EXTRATROPICAL INFLUENCE OF UPPER TROPOSPHERIC WATER VAPOR ON GREENHOUSE WARMING
The figure shows that the increase in upper tropospheric humidity (a)
is collocated with a decrease in outgoing longwave radiation (b)
and an increase in greenhouse warming (c) along the strom track in
the North Pacific and Atlantic; a clear demonstration of the role
of upper tropospheric humidity in trapping radiation. The mechanism of enhenced
upper tropospheric humidity over the storm track seems to be associated
with the increased deep convective cloud (d) which transports water
vapor upward to the tropopause. The generation of these deep convective
clouds are associated with large-scale baroclinic waves along the storm tracks;
The Eady growth rate is a measure of baroclinic instability (e).

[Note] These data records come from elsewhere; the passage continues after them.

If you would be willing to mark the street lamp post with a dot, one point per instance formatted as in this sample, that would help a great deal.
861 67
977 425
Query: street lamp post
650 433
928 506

The distribution of integrated water vapor (f) closely follow sea
surface temperature (g) and is more less zonally oriented. Therefore,
the upper tropospheric water vapor is likely to be governed by the
large-scale dynamics and not the local temperature, in contrary to
some popular postulations.The pattern of upper tropospheric humidity provided by
the GSFC Data Assimilation Office does not resemble the observations (h).
It agrees more with the surface temperature distribution, and may imply the
deficience in model simulation of upper atmosphere hydrologic balance.
The upper tropospheric humidity is measured by the Microwave Limb sounder
on UARS. The deep convective cloud amount is provided the
Interanational Satellite Cloud Climatology Project, the sea surface
temperature is from AVHRR, the outgoing longwave radiation is from the Earth
Radiation Budget Experiment, the integrated water vapor is from Special
Sensor Microwave Imager, the Eady growth rate is computed using output from atmospheric
general circulation model.
More details can be found in the article by Hu, H., and W.T. Liu, 1998: The impact of upper troposheric humidity from
Microwave Limb Sounder on the midlatitude greenhouse effect. Geophys. Res.
Lett., 25, 3151-3154